I was younger, he was older. I was nine years old, and he was fourteen. He had the inherent right to supervise and admonish me, and my demeanor was defined by considering his instructions as law. He was naturally studious, always with a book open before him, and, perhaps to rest his mind, he would often draw pictures of birds, dogs, and cats on the margins of his notebooks or books. Sometimes, he would write the same word or phrase, or even a line, ten or twenty times. He would sometimes copy a poem, striving for beautiful handwriting. Occasionally, he would compose something without any meaning or coherence! For instance, on one occasion, I saw the following inscription in his notebook: "Special, Amina, Brothers-brothers, in fact, brother-brother, Rakesh, Mr. Rakesh, for an hour"—followed by a drawing of a man's face. I tried to decipher the meaning of this puzzle but failed, and lacked the courage to ask him about it. He was in the ninth standard (grade), and I was in the fifth.
My mind was not at all inclined towards learning. Sitting down with a book for even an hour felt like a mountain. At any opportunity, I would leave the hostel and head to the playground, sometimes tossing pebbles, sometimes flying paper kites. If I happened to find a companion, I would engage in playful activities—climbing the walls, jumping down, or playing with the gate, pretending to drive a car. But the sight of my elder brother's stern face upon my return to the room would extinguish my spirit. His first question was always, "Where were you?" This question, asked with the same firmness each time, left me speechless. I never dared to explain that I was simply playing outside. My silence signaled my guilt, and my brother had no other recourse than to address me with words laced with displeasure.

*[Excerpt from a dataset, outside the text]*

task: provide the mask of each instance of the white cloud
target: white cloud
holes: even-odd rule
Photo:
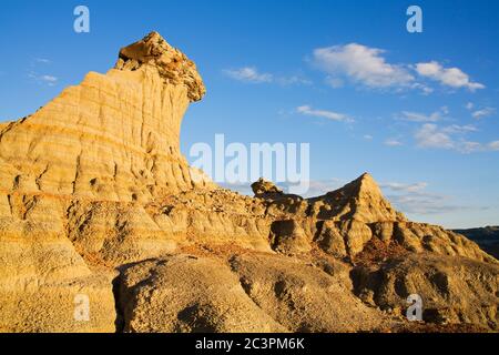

"If you study English in this manner, you will be studying all your life, and not a single letter will enter. Learning English is not child's play; everyone cannot simply learn it. All kinds of people will not become experts in English. Here, you have to work day and night, to pour your blood and sweat into it. And yes, even then, it will seem to appear, only in name. Even great scholars cannot write or speak pure English. And I say, how are you such a slow learner that you don't learn from seeing me? How much effort do I put in, you see with your own eyes; if you don't, then it's your eyes' and your intellect's fault. There are so many fairs and shows, have you ever gone to see them? There are cricket and hockey matches every day. I don't even associate with them. I have always studied, and in each class, I have spent two or three years. How can you hope to pass by wasting your time playing games? It takes me only two or three years, but you will waste your entire life in this same class and be stuck there. If you want to spend your life this way, then it's better to go home and enjoy playing games. Why waste the money earned by your grandfather's hard work?"
Upon hearing this scolding, I began to cry. What reply could I offer? I had committed a transgression; who could bear such harsh words? My brother was adept at delivering sermons. His words, like sharp arrows, pierced my heart, shattering my spirit. Unable to muster the strength to exert such tireless effort, in that moment of despair, I contemplated leaving school and going home. Why should I ruin my life by taking on a task beyond my capabilities? I was content with my foolishness; however, the hard work was unbearable. But after an hour or two, the clouds of despair dissipated, and I resolved to study diligently. I quickly created a timetable. How can I begin without a plan, without creating a strategy? The timetable completely eliminated any time for games and sports. Wake up in the morning, wash, have breakfast, and sit for studies at 6:00 a.m. From 6:00 to 8:00, English; 8:00 to 9:00, Arithmetic; 9:00 to 9:30, History; then, lunch and school. Back from school at 3:30 p.m., rest for half an hour; 4:00 to 5:00, Geography; 5:00 to 6:00, Grammar; half an hour walk outside the hostel; 6:30 to 7:00, English composition; then, dinner and translation from 8:00 to 9:00; 9:00 to 10:00, Hindi; 10:00 to 11:00, miscellaneous subjects; then rest.